El reto de la Pascua

La luz de estos días ha encendido una blancura pascual. No es la resulta del buen tiempo, que tras los temporales viene siempre la bonanza. Es una claridad que tiene a Dios por razón, por camino y por traza. La celebración de estos días nos viene a decir que veinticuatro horas son pocas, ni siquiera basta la octava de una semana: necesitamos cincuenta días para poder cantar un aleluya con ganas y con motivo. Cristo ha resucitado y esto es lo que ahora la Iglesia entera canta.

       El Papa Francisco nos está recuperando esta certeza antigua y nunca desgastada: que Dios nos ama, lo que Él más quiere, y que nada ni nadie debería arrebatarnos la esperanza. Por eso ha dicho él precisamente en la Vigilia Pascual: «No nos cerremos a la novedad que Dios quiere traer a nuestras vidas. ¿Estamos acaso con frecuencia cansados, decepcionados, tristes; sentimos el peso de nuestros pecados, pensamos que no lo podemos conseguir? No nos encerremos en nosotros mismos, no perdamos la confianza, nunca nos resignemos: no hay situaciones que Dios no pueda cambiar, no hay pecado que no pueda perdonar si nos abrimos a él».

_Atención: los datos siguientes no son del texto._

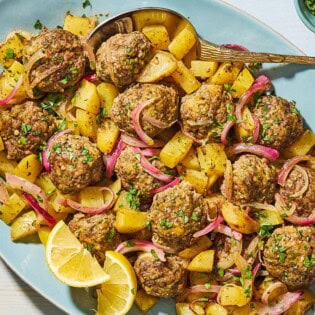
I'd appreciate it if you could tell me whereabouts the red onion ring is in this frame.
[226,143,279,161]
[121,133,165,148]
[22,193,57,227]
[82,72,97,82]
[255,291,303,315]
[0,181,10,203]
[103,139,126,178]
[66,187,115,214]
[278,155,315,186]
[132,99,155,145]
[0,75,23,106]
[5,173,48,209]
[252,114,260,143]
[261,281,288,305]
[235,75,271,125]
[224,160,233,202]
[132,147,174,183]
[115,240,166,261]
[214,224,243,241]
[142,148,161,157]
[221,44,249,51]
[151,177,180,194]
[221,120,235,145]
[193,216,224,238]
[42,129,73,172]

       Este es el aire fresco, tan nuevo y tan añejo, que ha entrado por las ventanas de nuestras vidas a través de las palabras de nuestro Papa. Y que nos dejemos sorprender por un Dios siempre sorprendente, capaz de inventar mil caminos para que pueda allegarnos y podamos nosotros llegar a esta gracia de una alegría desbordante, distinta, que sabe a estreno y que puede ponernos de nuevo en las muecas de nuestro dolor, incertidumbre, desesperanza, la mejor de las sonrisas. No se trata de un contento fugaz y frívolo para nuestro entretenimiento pasajero. Es una alegría que enciende la luz que no se apaga, que despierta la esperanza que no defrauda y que nos permite ver las cosas, las mismas cosas de cada día, con una mirada distinta.

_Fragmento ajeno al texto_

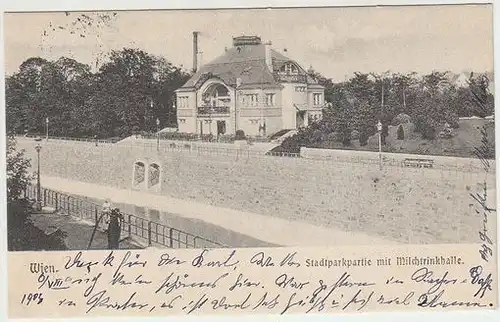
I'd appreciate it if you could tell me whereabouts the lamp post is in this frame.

       No hay varitas mágicas que de modo mágico cambien las cosas caprichosamente. Hemos de dejar que entre en nosotros la luz pascual, para poder nosotros contemplar de otra manera las cosas que a menudo nos tienen acorralados. Yo lo decía precisamente hace unos días a propósito del Domingo de Resurrección: hay noches que no se terminan en nuestro mundo tan entenebrecido, hay muertes que no aciertan a resucitar por no tener un Salvador al que quieran invocar para que las salve, hay heridas que siguen sangrando en este mundo enfrentado y violento, corrupto y desalmado. Un empeño en caminar los senderos que llevan a ninguna parte. En estos días hemos tenido la noticia de una declaración de guerra entre las dos Coreas sobre la que planea un conflicto nuclear; o esa noticia de una población de diez mil habitantes muy cercana a Asturias con paro total; tantas situaciones inhumanas, violencias de todo tipo, injusticias flagrantes, pretensiones inconfesables por parte de los poderosos… ¡cuántos desafíos!

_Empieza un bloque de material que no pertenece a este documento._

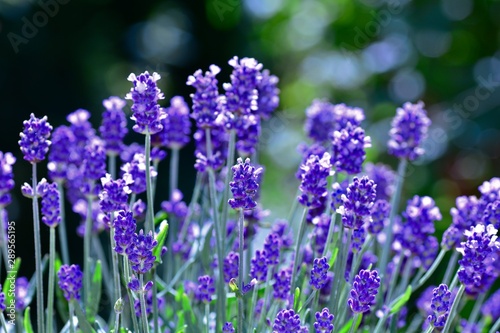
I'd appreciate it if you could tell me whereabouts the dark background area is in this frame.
[0,0,500,304]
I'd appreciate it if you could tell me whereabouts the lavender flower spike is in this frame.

       Para todos ellos Cristo ha resucitado también. A ellos somos enviados con una buena noticia, que suena a aleluya y que pone la alegría esperanzada en nuestros labios. Como decían los discípulos de la primera comunidad cristiana: nosotros somos testigos. Sí, de esto se trata: sin inventar quimeras, sin falsas promesas, sino trabajar por un mundo mejor empezando por el que tenemos debajo de nuestros pies, el que vive en mi domicilio, el que convive en mi círculo de amigos. Ahí, ser testigos de cómo yo he cambiado, para poder desear que el mundo por la gracia del Resucitado pueda cambiar en lo que tiene de más oscuro y perdido. Esta es la esperanza cristiana.